Using a predefined structure, an algorithm is a lot about being humble and accept the wisdom of thousands if not millions.
Algorithms have a better performance
This is only partially true. If we speak about C++, functions in the <algorithms>
header are not optimized for corner cases. They are optimized for a certain portability between different systems and container types. You can use them on any STL container without knowing their exact type. As such, we cannot assume that they can take advantage of the characteristics of the underlying datasets. Especially that they don't operate directly on the containers, but through the iterators that give access to data behind. I say that we cannot assume, because in fact, very few people understand what is going on under the hoods of the compiler and you might find or write an implementation of the standard library that is much bigger than the usual ones, but optimized for each container type.
At the same time, chances are good that your for loops are not optimized either. And it's alright. Of course, as you write your loops, you are in control. You can optimize them, you can get the last cycles out of them. You cannot do the same with the already written functions of a library, even if it's the standard library.
But honestly, most probably you don't need those last drops of performance. If you do, you are in a small minority and probably the standard implementation of the STL is not for you. But there are others, like the Eastl focusing on performance.
In nominal cases, algorithms will provide better performance. In addition, since C++17 you can set execution policies for the algorithms of the standard library.
In short, just by passing an optional parameter to an algorithm, you can parallelize the execution of it.
It's that simple:
std::vector<int> v{0,9,1,8,2,7,3,6,4,5};
std::sort(std::par_unseq, v.begin(), v.end());
If you have access to the necessary hardware and compiler supporting parallel execution, try this new feature to have a better visibility on the possible performance gain!
Algorightms are more expressive than loops
I truly believe so.
You can use algorithms in a more expressive way than for
or while
loops.
But it doesn't come automatically, there is no automation for this. You need some practice to find the good one.
Let's take an example.
In python, it's very easy to check if an element is in a list.
isIncluded = searchedOne in collection
How would you do this in C++?
bool isIncluded = false;
for (const auto& item : collection) {
if (searchedOne == item) {
isIncluded = true;
break;
}
}
And this is not the worst possible form as I already took advantage of the range based for loop.
While it's a bit verbose, it is also easy to understand. We loop through a collection and as soon as we found the element we were looking for, we break out of the loop. As I wrote, it's a bit lengthy, but otherwise, it's OK.
Let's see what happens, if use std::find
instead.
auto foundPosition = std::find(collection.begin(), collection.end(), searchedOne);
bool isIncluded = (foundPosition != collection.end());
The first thing we can observe is that it's terse, only two lines compared to the 7 we had earlier. And in fact, we could make all this a one-liner.

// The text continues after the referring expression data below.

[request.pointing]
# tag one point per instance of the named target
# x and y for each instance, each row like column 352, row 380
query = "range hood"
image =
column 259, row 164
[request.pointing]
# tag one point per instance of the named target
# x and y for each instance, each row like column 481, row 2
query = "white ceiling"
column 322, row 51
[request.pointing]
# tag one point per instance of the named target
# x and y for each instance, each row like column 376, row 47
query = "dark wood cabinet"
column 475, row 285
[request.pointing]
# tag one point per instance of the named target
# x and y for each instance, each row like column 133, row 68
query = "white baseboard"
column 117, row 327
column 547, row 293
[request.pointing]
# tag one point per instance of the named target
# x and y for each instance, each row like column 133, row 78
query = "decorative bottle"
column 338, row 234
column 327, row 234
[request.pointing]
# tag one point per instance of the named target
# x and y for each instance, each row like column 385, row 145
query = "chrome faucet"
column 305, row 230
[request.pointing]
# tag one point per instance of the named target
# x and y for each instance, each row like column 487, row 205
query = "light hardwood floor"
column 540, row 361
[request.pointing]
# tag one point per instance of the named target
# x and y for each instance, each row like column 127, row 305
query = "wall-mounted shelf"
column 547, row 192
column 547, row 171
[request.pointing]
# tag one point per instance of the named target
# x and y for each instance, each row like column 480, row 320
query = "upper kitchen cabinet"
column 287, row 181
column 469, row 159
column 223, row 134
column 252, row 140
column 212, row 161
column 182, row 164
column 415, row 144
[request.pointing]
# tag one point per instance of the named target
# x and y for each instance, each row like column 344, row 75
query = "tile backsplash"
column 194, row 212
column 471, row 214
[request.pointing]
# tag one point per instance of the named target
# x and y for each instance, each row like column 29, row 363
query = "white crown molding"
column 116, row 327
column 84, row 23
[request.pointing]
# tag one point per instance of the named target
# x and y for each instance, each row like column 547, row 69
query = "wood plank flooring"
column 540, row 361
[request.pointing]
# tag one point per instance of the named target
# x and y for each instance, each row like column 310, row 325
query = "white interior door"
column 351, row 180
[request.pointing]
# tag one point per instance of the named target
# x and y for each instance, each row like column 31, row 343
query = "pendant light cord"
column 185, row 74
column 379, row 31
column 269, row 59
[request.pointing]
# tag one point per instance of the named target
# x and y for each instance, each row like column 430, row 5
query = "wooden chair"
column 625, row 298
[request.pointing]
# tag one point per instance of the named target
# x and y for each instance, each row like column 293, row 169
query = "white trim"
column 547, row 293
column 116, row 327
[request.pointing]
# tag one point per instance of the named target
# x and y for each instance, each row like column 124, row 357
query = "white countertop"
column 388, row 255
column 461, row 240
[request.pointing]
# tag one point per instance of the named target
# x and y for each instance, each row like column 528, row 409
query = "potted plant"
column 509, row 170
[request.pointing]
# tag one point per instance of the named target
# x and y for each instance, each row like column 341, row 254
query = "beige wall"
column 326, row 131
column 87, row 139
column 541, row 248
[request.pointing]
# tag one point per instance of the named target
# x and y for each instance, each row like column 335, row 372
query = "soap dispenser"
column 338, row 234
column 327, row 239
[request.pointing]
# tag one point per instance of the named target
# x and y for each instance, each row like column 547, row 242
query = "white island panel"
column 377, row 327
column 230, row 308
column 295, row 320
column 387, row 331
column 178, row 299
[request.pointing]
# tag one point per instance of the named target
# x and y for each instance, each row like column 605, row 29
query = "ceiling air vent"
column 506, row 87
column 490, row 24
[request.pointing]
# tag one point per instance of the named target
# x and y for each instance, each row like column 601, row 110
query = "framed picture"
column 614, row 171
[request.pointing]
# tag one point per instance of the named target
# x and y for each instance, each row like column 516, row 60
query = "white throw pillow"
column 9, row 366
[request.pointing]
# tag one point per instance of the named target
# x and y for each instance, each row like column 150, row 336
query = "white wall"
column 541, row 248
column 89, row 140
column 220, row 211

auto isIncluded = (std::find(collection.begin(), collection.end(), searchedOne) != collection.end());
But this is just to show it's possible, not to say it's more readable than the 2 line version. Actually I think that the line version is optimal here.
On the first line, we search for the position of an element. If it's not part of the container, it'll point behind the last element, so at std::vector<>::end()
meaning that it's not part of the collection.
In the second line, we just make the comparison between the result of find and end
to see if we found what we've been looking for.
Recently in a code review, in the unit tests, I ran into a similar for
loop. Similar, yet a bit different.
The difference was that it also contained a condition. Here is the original for loop:
for (const std::string& key : keys) {
std::string aValue;
if (not iCache.read(key, aValue) || expectedValue != aValue) {
return false;
}
}
return true;
Without too much thinking, I just asked if we could use an algorithm, like std::find_if
. The discussion went on and we came up with this code.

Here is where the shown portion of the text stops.